Urteil: Bund muss Lkw-Maut auch für 2016 bis 2020 teils zurückzahlen

Der Fehler, die Kosten für die Verkehrspolizei in die Mautsätze einzuberechnen, fällt dem Bund weiter auf die Füße. Erstattungsvolumen: Rund 1 Milliarde Euro.

In Pocket speichern vorlesen Druckansicht 131 Kommentare lesen
PKW-Maut

Die LKW-Maut für die Polizei wurde ungerechtfertigt erhoben.

Lesezeit: 3 Min.

Neue gerichtliche Schlappe für den Bund im Dauerstreit über die Höhe der Lkw-Maut. Das Verwaltungsgericht (VG) Köln hat jetzt in einem sogenannten Musterverfahren entschieden, dass das zuständige Bundesamt für Logistik und Mobilität (BALM) die Abgabe auch im Zeitraum vom 1. Oktober 2015 bis zum 27. Oktober 2020 falsch berechnet hat. Die entsprechende Erhebung der Maut sei daher rechtswidrig gewesen, erklärten die Richter. Sie begründen dies damit, dass die Behörde die Kosten für die Verkehrspolizei in die Berechnung der Mautsätze einfließen ließ.

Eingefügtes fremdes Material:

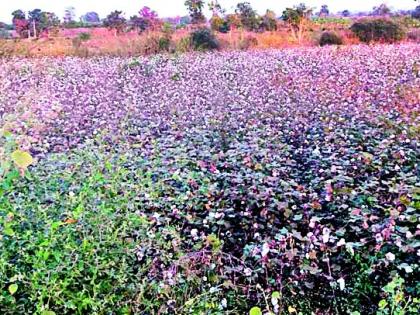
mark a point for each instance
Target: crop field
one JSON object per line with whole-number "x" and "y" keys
{"x": 263, "y": 182}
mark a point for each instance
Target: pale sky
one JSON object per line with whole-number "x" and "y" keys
{"x": 167, "y": 8}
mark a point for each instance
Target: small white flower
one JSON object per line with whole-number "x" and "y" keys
{"x": 326, "y": 235}
{"x": 248, "y": 272}
{"x": 390, "y": 256}
{"x": 265, "y": 250}
{"x": 342, "y": 283}
{"x": 341, "y": 242}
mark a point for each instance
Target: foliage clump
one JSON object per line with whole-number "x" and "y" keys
{"x": 378, "y": 30}
{"x": 330, "y": 38}
{"x": 204, "y": 39}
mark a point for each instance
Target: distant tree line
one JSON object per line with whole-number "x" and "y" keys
{"x": 33, "y": 24}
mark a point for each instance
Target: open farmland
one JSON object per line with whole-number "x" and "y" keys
{"x": 212, "y": 183}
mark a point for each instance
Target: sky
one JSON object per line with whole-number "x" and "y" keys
{"x": 171, "y": 8}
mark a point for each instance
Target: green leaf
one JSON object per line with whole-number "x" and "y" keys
{"x": 275, "y": 295}
{"x": 382, "y": 304}
{"x": 8, "y": 231}
{"x": 13, "y": 288}
{"x": 255, "y": 311}
{"x": 22, "y": 159}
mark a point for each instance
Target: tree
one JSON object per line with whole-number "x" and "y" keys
{"x": 416, "y": 13}
{"x": 35, "y": 18}
{"x": 149, "y": 16}
{"x": 269, "y": 21}
{"x": 49, "y": 21}
{"x": 90, "y": 18}
{"x": 381, "y": 10}
{"x": 115, "y": 21}
{"x": 216, "y": 8}
{"x": 324, "y": 12}
{"x": 345, "y": 13}
{"x": 20, "y": 23}
{"x": 248, "y": 16}
{"x": 138, "y": 23}
{"x": 297, "y": 18}
{"x": 69, "y": 15}
{"x": 195, "y": 8}
{"x": 146, "y": 19}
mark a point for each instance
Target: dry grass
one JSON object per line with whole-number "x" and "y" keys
{"x": 104, "y": 42}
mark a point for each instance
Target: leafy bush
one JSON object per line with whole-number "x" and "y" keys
{"x": 414, "y": 35}
{"x": 156, "y": 43}
{"x": 275, "y": 181}
{"x": 4, "y": 34}
{"x": 381, "y": 30}
{"x": 330, "y": 38}
{"x": 204, "y": 39}
{"x": 248, "y": 42}
{"x": 84, "y": 36}
{"x": 183, "y": 45}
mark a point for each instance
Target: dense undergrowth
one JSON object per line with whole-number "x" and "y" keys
{"x": 283, "y": 182}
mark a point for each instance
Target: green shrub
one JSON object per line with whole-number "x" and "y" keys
{"x": 248, "y": 42}
{"x": 164, "y": 43}
{"x": 378, "y": 30}
{"x": 330, "y": 38}
{"x": 204, "y": 39}
{"x": 84, "y": 36}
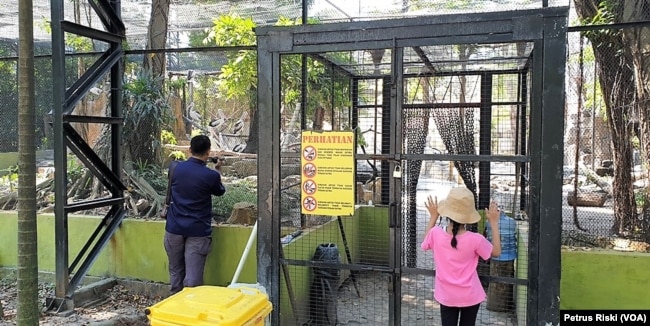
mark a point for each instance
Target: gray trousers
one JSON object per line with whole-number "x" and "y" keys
{"x": 186, "y": 257}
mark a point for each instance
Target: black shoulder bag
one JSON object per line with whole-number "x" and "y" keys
{"x": 163, "y": 211}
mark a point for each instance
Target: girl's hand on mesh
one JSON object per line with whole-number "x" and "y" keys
{"x": 432, "y": 206}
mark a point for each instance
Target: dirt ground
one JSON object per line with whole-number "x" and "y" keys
{"x": 120, "y": 307}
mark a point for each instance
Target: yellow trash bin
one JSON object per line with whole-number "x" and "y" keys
{"x": 211, "y": 305}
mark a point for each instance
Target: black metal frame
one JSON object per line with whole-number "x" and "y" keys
{"x": 65, "y": 137}
{"x": 545, "y": 27}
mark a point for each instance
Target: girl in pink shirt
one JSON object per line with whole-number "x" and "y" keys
{"x": 457, "y": 287}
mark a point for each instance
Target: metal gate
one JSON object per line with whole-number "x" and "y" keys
{"x": 432, "y": 103}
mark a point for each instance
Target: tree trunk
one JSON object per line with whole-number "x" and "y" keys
{"x": 637, "y": 41}
{"x": 157, "y": 37}
{"x": 617, "y": 84}
{"x": 28, "y": 304}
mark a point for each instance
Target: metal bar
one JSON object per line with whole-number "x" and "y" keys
{"x": 536, "y": 116}
{"x": 523, "y": 85}
{"x": 276, "y": 180}
{"x": 194, "y": 50}
{"x": 334, "y": 65}
{"x": 75, "y": 93}
{"x": 551, "y": 165}
{"x": 426, "y": 22}
{"x": 395, "y": 185}
{"x": 117, "y": 75}
{"x": 60, "y": 150}
{"x": 110, "y": 15}
{"x": 89, "y": 204}
{"x": 425, "y": 59}
{"x": 82, "y": 253}
{"x": 602, "y": 27}
{"x": 446, "y": 157}
{"x": 351, "y": 267}
{"x": 90, "y": 159}
{"x": 267, "y": 102}
{"x": 92, "y": 119}
{"x": 386, "y": 114}
{"x": 485, "y": 140}
{"x": 487, "y": 278}
{"x": 118, "y": 214}
{"x": 92, "y": 33}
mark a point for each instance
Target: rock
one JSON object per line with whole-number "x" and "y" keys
{"x": 589, "y": 199}
{"x": 243, "y": 213}
{"x": 142, "y": 204}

Der Europäische Gerichtshof (EuGH) hatte im Herbst 2020 geurteilt, dass beim Festsetzen der Gebühren ausschließlich die Infrastrukturkosten berücksichtigt werden dürfen, also die Ausgaben für Bau sowie Betrieb, Instandhaltung und Erweiterung des betreffenden Verkehrswegenetzes. Polizeiliche Tätigkeiten fallen demnach in die Verantwortung des Staates. Geklagt hatte eine polnische Spedition. Das EuGH-Urteil bezog sich auf den Zeitraum vom 1. Januar 2010 bis zum 18. Juli 2011. Das BALM lehnte eine Übertragung dieser Entscheidung auf die Folgejahre ab. Das ließ das VG Köln nun nicht gelten. Seiner Auffassung nach sind die einschlägigen EU-Richtlinien zu den Verkehrswegekosten miteinander vergleichbar.

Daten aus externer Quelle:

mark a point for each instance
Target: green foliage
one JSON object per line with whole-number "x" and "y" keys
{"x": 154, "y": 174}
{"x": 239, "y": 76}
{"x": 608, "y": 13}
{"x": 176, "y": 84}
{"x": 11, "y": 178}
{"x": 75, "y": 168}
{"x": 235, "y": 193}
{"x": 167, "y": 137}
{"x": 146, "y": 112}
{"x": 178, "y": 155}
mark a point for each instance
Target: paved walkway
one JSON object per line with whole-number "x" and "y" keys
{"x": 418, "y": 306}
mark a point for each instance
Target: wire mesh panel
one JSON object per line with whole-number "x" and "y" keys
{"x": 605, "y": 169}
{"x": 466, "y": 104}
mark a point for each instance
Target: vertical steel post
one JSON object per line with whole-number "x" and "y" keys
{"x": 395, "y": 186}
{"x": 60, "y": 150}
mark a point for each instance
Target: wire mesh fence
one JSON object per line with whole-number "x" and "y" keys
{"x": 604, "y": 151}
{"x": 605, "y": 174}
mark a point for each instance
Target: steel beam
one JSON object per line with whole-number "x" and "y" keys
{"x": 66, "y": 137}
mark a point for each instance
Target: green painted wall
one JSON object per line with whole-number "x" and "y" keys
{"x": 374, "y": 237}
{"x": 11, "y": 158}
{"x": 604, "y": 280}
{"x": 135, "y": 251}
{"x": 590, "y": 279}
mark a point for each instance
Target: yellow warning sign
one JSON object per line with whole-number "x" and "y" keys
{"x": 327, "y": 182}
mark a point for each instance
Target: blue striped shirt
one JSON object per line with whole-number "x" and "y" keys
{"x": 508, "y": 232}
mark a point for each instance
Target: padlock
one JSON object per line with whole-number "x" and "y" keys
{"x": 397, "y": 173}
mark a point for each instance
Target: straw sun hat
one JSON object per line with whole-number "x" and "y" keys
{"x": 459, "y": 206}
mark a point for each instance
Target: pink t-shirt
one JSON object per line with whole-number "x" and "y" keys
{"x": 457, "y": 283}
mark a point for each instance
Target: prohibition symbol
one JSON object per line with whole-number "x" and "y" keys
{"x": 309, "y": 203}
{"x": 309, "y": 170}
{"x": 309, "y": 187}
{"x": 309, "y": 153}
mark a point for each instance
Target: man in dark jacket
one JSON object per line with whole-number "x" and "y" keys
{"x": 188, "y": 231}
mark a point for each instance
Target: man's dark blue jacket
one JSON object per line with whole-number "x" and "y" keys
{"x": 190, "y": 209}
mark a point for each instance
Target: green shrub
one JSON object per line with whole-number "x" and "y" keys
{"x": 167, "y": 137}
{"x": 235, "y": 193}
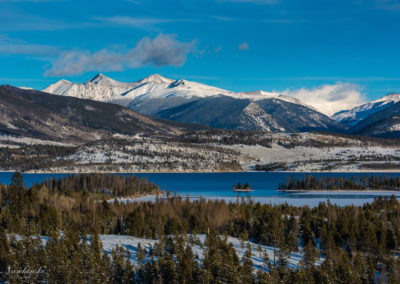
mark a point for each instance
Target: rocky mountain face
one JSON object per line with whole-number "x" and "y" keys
{"x": 353, "y": 116}
{"x": 384, "y": 123}
{"x": 192, "y": 102}
{"x": 68, "y": 119}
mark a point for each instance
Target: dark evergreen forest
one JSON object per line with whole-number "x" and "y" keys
{"x": 358, "y": 244}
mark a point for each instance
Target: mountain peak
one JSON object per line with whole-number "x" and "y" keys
{"x": 390, "y": 97}
{"x": 156, "y": 78}
{"x": 98, "y": 78}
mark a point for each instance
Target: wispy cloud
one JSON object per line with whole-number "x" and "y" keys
{"x": 243, "y": 46}
{"x": 136, "y": 22}
{"x": 267, "y": 2}
{"x": 15, "y": 46}
{"x": 329, "y": 99}
{"x": 163, "y": 50}
{"x": 33, "y": 1}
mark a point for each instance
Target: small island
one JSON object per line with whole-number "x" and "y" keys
{"x": 242, "y": 187}
{"x": 341, "y": 183}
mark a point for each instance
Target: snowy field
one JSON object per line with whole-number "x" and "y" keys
{"x": 312, "y": 159}
{"x": 131, "y": 243}
{"x": 309, "y": 198}
{"x": 196, "y": 242}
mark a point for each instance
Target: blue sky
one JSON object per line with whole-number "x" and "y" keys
{"x": 240, "y": 45}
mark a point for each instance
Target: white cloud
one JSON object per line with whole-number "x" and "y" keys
{"x": 243, "y": 46}
{"x": 329, "y": 99}
{"x": 268, "y": 2}
{"x": 136, "y": 22}
{"x": 16, "y": 46}
{"x": 163, "y": 50}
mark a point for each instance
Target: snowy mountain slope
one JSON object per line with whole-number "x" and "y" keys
{"x": 243, "y": 114}
{"x": 66, "y": 119}
{"x": 357, "y": 114}
{"x": 192, "y": 102}
{"x": 384, "y": 123}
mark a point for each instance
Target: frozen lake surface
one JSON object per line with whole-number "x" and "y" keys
{"x": 264, "y": 185}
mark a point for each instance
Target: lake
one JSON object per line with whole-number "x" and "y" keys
{"x": 219, "y": 185}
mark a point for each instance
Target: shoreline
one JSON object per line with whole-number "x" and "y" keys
{"x": 202, "y": 172}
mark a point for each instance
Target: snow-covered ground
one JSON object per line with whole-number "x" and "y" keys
{"x": 14, "y": 142}
{"x": 131, "y": 243}
{"x": 313, "y": 159}
{"x": 197, "y": 243}
{"x": 307, "y": 198}
{"x": 301, "y": 152}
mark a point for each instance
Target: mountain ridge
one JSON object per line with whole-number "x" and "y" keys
{"x": 161, "y": 97}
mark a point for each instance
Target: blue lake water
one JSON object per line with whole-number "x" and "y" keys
{"x": 219, "y": 185}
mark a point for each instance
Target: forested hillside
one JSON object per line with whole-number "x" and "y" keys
{"x": 356, "y": 244}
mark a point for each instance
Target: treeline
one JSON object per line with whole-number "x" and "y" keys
{"x": 366, "y": 182}
{"x": 35, "y": 157}
{"x": 113, "y": 185}
{"x": 225, "y": 137}
{"x": 359, "y": 244}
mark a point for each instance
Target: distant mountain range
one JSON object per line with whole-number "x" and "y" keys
{"x": 192, "y": 102}
{"x": 46, "y": 116}
{"x": 353, "y": 116}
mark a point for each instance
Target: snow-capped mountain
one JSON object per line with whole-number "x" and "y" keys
{"x": 384, "y": 123}
{"x": 67, "y": 119}
{"x": 192, "y": 102}
{"x": 103, "y": 88}
{"x": 353, "y": 116}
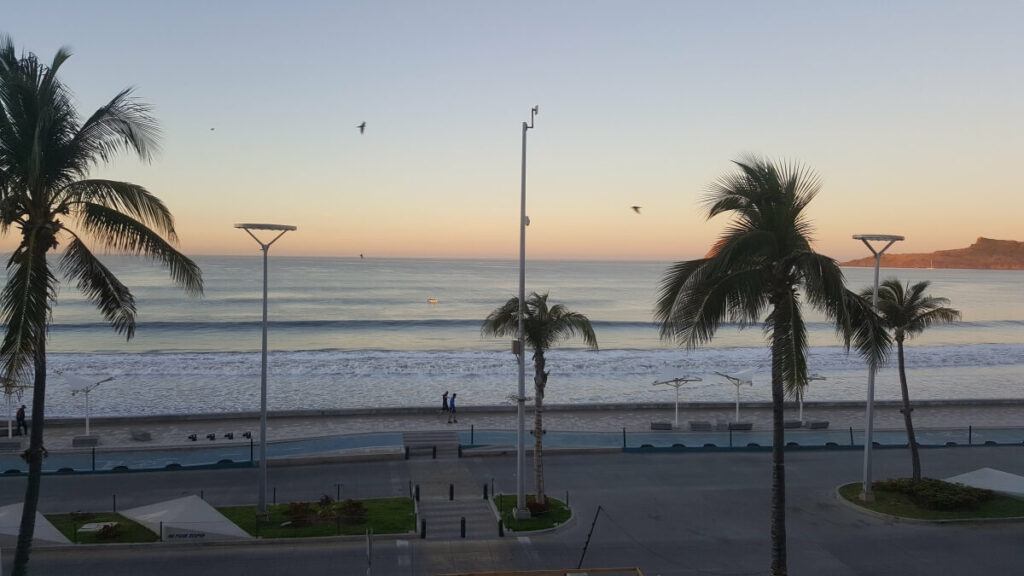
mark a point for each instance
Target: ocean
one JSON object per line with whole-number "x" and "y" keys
{"x": 348, "y": 333}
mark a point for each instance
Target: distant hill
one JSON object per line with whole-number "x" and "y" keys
{"x": 985, "y": 253}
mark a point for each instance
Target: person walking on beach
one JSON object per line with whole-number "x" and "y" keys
{"x": 452, "y": 414}
{"x": 22, "y": 425}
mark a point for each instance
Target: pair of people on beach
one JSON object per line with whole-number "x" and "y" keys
{"x": 448, "y": 405}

Die Klägerin selbst beantragte von der Bundesrepublik Deutschland – vertreten durch das BALM – die Rückerstattung der gezahlten LKW-Maut in Höhe des Anteils der Verkehrspolizeikosten plus Verzinsung "nur" für den Zeitraum vom 1. Januar 2016 bis zum 27. Oktober 2020. Dem gab das VG Köln mit seinem Urteil vom Mittwoch statt (Az.: 14 K 6556/20). Die Richter begründen dies damit, dass die Erwägungen des EuGHs und des Oberverwaltungsgerichts in Münster für den Zeitraum 2010 bis 2011 auf den neuen Klagezeitraum "vollständig übertragbar" seien. Selbst der Ansatz der Verkehrspolizeikosten sei überdies fehlerbehaftet gewesen, da darin auch Gelder "für die Erledigung anderer Aufgaben" eingepreist worden seien.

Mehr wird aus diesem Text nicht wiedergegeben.